Bonus extra blog post today (although I can’t type very well at the moment because my fingers are freezing). I was going to put the eBay news on the end of yesterday’s post, but then it turned out that there was quite a lot on offer. So now they have a post of their own instead.
The posters up on eBay at the moment seem to fall into a few tidy categories. Firstly are expensive posters which probably have a right to be expensive. Top of this list is this Jack Merriott British Railways poster.
With just a few hours to go it’s already at £415 – a price which will probably have risen even higher by the time I press ‘publish’ on this post. It might well make almost as much as the version which went at Morphets two years ago, which sold for £600. For the right poster, it’s starting to look as though eBay wins hands down over the auction houses, simply because the fees are so much lower. That’s if you’re selling of course; for buyers, I’m not so sure. I still slightly balk at spending that much money on something I haven’t seen in the flesh.
Another example of the righteously expensive is another British Railways poster, also going today and currently at £142.
Finally in this category is a lovely London Transport poster which has been mentioned in dispatches on here before.
The Buy It Now price of £390 strikes me as a bit more of a dealer level than an eBay level. But then it is framed, and given what the Findhorn poster is going for anything could be possible these days.
Category two is expensive things which are currently going cheap. Like this Guinness poster which is currently at £10.50 but, if it is original, is going for a song.
Of course whether something is original or not is always the question looming over every eBay listing. The dimensions look right on this one, although it is a bit clean. Any thoughts anyone?

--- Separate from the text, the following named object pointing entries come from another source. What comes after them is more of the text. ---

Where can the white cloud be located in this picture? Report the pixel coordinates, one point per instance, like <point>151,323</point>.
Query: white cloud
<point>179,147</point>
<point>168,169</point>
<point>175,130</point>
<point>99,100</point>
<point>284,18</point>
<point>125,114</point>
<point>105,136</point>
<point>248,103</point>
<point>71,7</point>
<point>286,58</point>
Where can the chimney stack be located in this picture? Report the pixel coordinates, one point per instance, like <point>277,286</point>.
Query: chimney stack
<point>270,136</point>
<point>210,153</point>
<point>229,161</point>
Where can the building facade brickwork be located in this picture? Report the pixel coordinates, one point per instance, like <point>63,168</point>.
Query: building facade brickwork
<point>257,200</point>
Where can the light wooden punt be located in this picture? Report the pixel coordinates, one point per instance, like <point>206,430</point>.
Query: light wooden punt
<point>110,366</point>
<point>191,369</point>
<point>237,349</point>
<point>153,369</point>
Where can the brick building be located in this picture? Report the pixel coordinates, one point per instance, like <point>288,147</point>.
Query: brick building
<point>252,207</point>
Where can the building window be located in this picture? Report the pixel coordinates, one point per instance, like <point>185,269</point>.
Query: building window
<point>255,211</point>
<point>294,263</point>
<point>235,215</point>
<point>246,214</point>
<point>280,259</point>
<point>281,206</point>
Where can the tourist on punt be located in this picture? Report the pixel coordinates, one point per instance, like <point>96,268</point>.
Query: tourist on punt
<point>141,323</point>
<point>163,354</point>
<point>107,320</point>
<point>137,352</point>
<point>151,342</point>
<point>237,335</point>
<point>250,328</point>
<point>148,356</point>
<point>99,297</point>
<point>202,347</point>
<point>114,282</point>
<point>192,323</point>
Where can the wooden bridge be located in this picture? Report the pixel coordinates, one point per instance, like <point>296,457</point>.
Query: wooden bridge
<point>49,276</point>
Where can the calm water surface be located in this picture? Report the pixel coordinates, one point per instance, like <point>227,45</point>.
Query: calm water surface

Also cheap is this very odd survival – although I have no idea what it should actually be worth, I suspect it is more than the current £20. It’s a poster for the 1929 Royal Opera House Ball. What larks.

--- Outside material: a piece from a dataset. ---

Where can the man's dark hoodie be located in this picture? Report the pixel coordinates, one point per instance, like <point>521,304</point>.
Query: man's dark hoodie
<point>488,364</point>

But it’s rather good, isn’t it. No word of an artist though.
In the other corner is expensive things which probably should be cheap, and we’ve got just one contender here, this Tom Purvis, which I have difficulty imagining someone paying £149 for.
Now don’t get me wrong, because it’s a perfectly good poster, but I just don’t think many people want to hang it on their walls. Or do they? I shall watch and wait and see.

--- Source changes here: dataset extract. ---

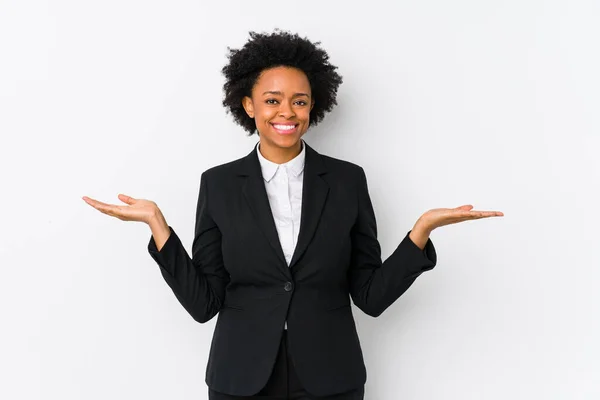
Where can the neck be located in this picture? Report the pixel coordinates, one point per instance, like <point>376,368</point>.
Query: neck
<point>279,155</point>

Then of course there are cheap things that probably should stay that way. I have a sneaking affection for this British Railways poster – it’s probably the cat – but that still doesn’t make it worth very much.
So £2.99 is probably about right. While even £20 seems a bit steep for this National Savings poster, even with the Coronation interest.
Why were National Savings posters so uniformly dreary, when so many of the posters around them were so good? Truly I do not know.
Those were going to be your lot, but even as I’ve been writing, some more listings have been passed over to me, and they both come under the heading of things that do not fit into my neat categories at all because I have no idea what they are worth.
This man is selling a big set of Kodak shop display posters. Given the spelling of color, they are probably American, but I won’t hold that against them too much.
The starting price for each is £19.99 but I have no idea if that is fair or not.
This, meanwhile, is not a poster despite appearances to the contrary. It’s a showcard.
But as it’s currently priced at 99p I can say with some confidence that it is a bargain. And would look rather good on someone’s bookshelves, I think.
The odd thing is that the same River Findhorn poster came round a couple of weeks ago with a starting price of £99.99 and received no bids whatsoever! The two bidders fighting over it now must have been away on holiday…although even that is not much of an excuse these days.
The Essex poster also came round before with a start price of £149.99. It will be interesting to see where that ends up…
I was attracted by the Purvis EMB poster, but not the price!
That’s all very interesting indeed. Although the story of the Essex poster does prove that a high starting price isn’t always the way to get a good sale. I feel slightly as though we should have noticed the Findhorn last time round, but never mind.
Interesting, as a copy of the Merriott Findhorn poster sold at the GWRA auction at Pershore in November for £110. I know, because that’s what I had to pay! Framed, it looks very good in our local office in Forres. All I need now is a nice British Railways poster of Telford so that I can hang it in my office! Incidentally, does anyone find that the ebay search thingy misses some items? I have a saved search using the same criteria – collectables>transportation>railwayana>paper railwayana>advertising/posters but neither the Merriott or the Wesson came up.
Value, as ever, relative. Which doesn’t detract from the fact that £110 is clearly a very good price for Findhorn. I will keep an eye out for a Telford poster.
And yes, eBay can be very temperamental, especially if it is sorting by ‘best match’ as that’s it’s opinion of what you want, which can be a bit odd. One way round this is to sort by listing time, which keeps it to facts. But even so we miss things sometimes too.